PARIS: A German government spokesman said on Monday that the street violence that rocked central Paris during weekend “yellow vest” protests was “terrifying.”

“The outbreak of violence and destructive rage in Paris this past weekend was terrifying,” said Chancellor Angela Merkel’s spokesman Steffen Seibert.

“It has nothing to do with peaceful, democratic protests and the German government supports the French government in its efforts to guarantee public order.”

The famous Champs-Elysees avenue in Paris was hit by an arson and looting rampage by black-clad anarchists during a “yellow vest” protest on Saturday.

Police appeared overwhelmed as demonstrators ran amok on the avenue, with retailers there saying some 80 shops and businesses were vandalized.

Police used tear gas, stun grenades and water cannon to repel protesters who gathered at the foot of the Arc de Triomphe war memorial, which had already been sacked on Dec. 1.

It was the 18th consecutive weekend of demonstrations which began in mid-November.

Business owners on the iconic Champs-Elysees avenue were fuming on Monday as President Emmanuel Macron met with Interior Minister Christophe Castaner and Justice Minister Nicole Belloubet to weigh their response to an 18th consecutive Saturday of “yellow vest” demonstrations.

The government’s failure to keep the protests from spiralling out of control has put a harsh spotlight on its law enforcement strategy.

“You have to take responsibility and engage, with the possibility that people will get hurt,” said Frederic Lagache of the Alliance police union.

For decades French authorities have usually preferred the opposite, putting down mass protests with tear gas and rubber bullets but avoiding physical clashes against large groups.

“They would rather see a building damaged, with insurance companies footing the bill, than risk direct contact between police and demonstrators that might cause serious injuries or death,” said Olivier Cahn at France’s CESDIP law enforcement research institute.
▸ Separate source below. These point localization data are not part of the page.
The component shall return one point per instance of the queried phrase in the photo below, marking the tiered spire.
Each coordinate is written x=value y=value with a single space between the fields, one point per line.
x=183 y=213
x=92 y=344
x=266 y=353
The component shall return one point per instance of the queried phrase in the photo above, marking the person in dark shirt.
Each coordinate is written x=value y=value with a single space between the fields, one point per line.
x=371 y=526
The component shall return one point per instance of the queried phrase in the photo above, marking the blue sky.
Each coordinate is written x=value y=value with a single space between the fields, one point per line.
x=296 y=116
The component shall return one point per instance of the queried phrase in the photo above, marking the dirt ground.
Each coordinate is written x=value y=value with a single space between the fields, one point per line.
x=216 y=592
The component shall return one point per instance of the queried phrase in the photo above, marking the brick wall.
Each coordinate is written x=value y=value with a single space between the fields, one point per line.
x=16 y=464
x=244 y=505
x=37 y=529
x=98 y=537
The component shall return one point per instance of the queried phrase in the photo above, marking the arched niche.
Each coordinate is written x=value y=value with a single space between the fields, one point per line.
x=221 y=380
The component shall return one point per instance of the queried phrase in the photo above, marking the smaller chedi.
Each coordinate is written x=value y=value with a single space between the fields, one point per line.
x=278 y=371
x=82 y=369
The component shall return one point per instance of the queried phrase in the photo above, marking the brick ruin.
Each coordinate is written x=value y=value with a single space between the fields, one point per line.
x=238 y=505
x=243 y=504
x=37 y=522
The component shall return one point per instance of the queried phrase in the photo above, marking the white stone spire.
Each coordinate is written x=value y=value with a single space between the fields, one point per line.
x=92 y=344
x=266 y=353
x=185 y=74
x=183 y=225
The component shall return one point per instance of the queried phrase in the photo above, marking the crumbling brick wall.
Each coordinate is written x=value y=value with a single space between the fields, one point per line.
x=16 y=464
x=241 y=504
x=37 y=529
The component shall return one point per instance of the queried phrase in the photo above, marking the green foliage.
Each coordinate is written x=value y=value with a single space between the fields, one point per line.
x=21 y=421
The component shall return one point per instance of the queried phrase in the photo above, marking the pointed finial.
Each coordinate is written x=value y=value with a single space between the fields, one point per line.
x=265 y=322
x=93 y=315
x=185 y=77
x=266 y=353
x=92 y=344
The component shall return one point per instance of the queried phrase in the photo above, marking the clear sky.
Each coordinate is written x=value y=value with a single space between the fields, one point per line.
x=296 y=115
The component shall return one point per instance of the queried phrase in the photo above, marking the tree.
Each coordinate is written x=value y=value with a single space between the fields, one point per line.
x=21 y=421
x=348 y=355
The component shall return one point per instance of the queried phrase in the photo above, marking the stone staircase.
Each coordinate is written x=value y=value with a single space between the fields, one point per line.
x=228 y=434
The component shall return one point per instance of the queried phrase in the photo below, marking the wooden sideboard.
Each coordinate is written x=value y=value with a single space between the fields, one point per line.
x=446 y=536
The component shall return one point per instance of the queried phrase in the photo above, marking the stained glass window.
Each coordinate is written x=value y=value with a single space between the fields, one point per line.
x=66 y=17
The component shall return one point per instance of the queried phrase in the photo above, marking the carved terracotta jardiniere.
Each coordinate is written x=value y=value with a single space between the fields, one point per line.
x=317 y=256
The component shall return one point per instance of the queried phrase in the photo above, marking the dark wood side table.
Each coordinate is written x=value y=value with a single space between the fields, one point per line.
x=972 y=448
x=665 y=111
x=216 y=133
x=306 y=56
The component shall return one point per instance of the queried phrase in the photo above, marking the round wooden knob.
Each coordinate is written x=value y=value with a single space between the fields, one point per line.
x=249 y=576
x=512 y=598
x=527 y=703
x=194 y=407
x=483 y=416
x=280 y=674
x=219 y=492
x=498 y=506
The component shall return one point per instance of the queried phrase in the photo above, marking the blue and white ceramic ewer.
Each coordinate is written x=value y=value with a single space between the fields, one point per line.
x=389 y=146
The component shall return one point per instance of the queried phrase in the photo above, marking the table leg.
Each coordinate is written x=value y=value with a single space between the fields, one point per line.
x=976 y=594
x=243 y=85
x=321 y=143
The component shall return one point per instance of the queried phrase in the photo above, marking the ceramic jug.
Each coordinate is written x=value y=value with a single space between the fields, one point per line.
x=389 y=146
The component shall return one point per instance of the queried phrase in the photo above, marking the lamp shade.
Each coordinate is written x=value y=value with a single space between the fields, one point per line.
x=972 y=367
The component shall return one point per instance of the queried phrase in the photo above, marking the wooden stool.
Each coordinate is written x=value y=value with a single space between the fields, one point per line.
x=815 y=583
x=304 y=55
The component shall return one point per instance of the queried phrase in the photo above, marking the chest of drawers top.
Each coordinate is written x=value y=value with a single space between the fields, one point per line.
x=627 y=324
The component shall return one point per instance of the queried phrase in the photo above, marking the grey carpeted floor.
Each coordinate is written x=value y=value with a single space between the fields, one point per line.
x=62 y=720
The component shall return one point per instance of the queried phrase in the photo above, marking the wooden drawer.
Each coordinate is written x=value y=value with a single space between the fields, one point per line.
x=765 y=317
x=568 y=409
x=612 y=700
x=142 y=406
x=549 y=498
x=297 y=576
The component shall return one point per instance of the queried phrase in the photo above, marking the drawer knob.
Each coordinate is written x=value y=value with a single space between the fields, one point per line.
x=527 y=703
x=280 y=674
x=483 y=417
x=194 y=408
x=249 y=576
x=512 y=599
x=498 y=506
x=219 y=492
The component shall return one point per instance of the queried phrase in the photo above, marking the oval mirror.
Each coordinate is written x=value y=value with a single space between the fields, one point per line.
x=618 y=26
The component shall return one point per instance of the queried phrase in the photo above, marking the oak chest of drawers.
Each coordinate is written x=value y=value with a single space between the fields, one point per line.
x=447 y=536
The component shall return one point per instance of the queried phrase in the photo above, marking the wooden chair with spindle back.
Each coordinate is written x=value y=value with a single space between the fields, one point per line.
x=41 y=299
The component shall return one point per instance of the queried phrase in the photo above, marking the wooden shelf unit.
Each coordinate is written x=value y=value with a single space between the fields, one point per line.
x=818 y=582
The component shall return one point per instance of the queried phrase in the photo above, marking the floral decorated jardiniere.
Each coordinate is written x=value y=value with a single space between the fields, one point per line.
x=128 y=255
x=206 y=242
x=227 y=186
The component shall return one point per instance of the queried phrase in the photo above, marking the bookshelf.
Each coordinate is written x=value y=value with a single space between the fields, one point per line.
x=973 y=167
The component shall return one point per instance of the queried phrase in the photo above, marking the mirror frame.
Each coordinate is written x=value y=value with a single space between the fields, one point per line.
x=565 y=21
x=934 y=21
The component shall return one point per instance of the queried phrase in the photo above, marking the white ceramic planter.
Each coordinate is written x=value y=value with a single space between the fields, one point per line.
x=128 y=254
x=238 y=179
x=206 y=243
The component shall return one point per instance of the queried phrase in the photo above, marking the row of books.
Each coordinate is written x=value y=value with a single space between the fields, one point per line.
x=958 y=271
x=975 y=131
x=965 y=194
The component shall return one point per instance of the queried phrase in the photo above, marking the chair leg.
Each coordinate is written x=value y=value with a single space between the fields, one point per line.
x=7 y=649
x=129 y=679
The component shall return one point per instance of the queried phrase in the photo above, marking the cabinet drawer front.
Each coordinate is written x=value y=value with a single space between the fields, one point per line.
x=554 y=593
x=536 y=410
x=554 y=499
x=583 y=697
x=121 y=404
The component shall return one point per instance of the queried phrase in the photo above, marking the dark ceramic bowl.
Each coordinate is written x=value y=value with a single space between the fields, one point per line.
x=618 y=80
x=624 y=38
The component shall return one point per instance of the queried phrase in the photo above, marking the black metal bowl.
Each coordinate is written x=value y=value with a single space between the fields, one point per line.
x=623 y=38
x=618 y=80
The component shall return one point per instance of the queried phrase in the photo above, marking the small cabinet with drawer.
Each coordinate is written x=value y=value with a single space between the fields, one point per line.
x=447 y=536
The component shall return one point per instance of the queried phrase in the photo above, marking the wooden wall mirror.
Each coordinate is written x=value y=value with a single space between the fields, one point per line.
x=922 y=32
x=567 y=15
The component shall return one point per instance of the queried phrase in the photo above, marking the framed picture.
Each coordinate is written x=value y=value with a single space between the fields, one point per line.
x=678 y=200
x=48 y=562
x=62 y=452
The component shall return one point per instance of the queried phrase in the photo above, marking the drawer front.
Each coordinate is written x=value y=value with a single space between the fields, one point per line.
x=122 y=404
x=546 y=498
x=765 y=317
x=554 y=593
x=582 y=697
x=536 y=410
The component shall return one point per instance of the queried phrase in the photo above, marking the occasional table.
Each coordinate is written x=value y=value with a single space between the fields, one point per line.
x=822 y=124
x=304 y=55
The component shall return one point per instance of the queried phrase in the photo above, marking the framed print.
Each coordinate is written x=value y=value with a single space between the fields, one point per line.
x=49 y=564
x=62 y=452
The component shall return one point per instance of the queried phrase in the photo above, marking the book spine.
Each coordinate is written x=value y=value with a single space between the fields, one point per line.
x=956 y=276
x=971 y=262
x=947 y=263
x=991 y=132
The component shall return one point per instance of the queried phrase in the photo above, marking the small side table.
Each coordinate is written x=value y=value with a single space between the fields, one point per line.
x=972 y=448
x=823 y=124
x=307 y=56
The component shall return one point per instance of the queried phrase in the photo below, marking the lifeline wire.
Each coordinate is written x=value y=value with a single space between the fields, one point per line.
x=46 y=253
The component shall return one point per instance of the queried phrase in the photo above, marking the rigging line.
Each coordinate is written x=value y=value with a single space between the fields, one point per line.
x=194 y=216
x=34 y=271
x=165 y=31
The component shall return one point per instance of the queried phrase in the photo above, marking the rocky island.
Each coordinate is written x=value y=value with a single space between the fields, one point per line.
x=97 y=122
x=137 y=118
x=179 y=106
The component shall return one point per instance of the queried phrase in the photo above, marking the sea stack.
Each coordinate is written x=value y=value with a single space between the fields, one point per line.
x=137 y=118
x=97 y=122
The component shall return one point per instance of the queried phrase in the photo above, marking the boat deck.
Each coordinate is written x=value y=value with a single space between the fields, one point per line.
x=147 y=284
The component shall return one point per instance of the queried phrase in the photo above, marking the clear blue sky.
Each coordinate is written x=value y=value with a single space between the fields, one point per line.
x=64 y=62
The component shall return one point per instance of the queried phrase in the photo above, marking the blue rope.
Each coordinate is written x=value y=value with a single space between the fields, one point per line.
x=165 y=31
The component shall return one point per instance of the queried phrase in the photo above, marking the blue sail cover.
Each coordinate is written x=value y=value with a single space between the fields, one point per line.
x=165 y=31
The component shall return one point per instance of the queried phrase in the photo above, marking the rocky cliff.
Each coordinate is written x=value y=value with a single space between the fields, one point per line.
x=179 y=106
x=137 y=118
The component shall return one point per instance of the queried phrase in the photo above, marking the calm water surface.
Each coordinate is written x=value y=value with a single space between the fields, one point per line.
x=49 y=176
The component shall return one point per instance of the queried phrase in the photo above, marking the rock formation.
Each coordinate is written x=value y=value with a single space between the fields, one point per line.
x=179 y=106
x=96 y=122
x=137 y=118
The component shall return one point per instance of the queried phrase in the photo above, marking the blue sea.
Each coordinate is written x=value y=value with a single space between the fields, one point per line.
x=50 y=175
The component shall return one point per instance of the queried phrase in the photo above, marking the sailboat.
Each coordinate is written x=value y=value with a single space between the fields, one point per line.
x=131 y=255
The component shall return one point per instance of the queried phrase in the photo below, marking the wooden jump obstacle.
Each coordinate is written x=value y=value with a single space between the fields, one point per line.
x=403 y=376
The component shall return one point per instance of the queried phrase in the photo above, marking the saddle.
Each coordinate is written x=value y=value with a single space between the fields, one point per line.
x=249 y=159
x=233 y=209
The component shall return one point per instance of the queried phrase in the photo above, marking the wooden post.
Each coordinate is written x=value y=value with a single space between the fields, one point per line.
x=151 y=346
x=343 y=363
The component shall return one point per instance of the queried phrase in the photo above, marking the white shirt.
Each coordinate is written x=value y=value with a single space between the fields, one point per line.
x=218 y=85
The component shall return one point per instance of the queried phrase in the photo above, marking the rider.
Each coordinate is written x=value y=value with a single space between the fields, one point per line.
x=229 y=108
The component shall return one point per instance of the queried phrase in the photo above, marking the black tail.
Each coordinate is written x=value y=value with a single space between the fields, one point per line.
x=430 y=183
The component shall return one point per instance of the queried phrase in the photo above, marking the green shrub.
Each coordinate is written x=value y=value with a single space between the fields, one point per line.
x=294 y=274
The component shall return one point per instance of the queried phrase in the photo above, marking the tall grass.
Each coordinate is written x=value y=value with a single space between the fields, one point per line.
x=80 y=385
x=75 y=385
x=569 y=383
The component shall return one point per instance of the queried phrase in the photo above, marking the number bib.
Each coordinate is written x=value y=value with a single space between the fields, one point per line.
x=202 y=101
Macron has vowed “strong” measures to quell the violence, and has already pledged an anti-hooligan law that would let authorities pre-emptively detain protesters with a known history of violence.

“The idea seems to be, if the violence persists, you have to be more repressive,” Cahn said. “That doesn’t do anything except make the protesters even more determined,” he said.

Junior Interior Minister Laurent Nunez admitted on RTL radio that police “were less aggressive, less reactive than usual” over the weekend, promising a review of the instructions given to officers and their deployment.

But critics say that after more than three months of weekly protests, the government needs more than pledges of determined action, and should drastically rethink its approach for stamping out the rioting.

“There are techniques and strategies for separating violent demonstrators from the others,” Cahn said.

“Germany has strategies for de-escalating the tensions and separating protesters that are quite effective,” he said.

However French authorities have already been accused of a heavy-handed response to the yellow vest movement.

Rights groups have tried to have the controversial “defensive ball launchers” (LBD) banned, noting that France is one of only a handful of Western countries to use them.

But the government says they allow police to avoid potentially more risky contact with protesters hurling paving stones and wielding hammers and other makeshift weapons.

Yet pressure is increasing to find a way of quelling the violence, especially when authorities are well aware that a hard core of protesters are determined to cause havoc again next Saturday.

“Every Sunday large cities across France wake up to the same old story: Smoldering barricades and a strident declaration from Christophe Castaner,” leftwing daily Liberation wrote on Monday.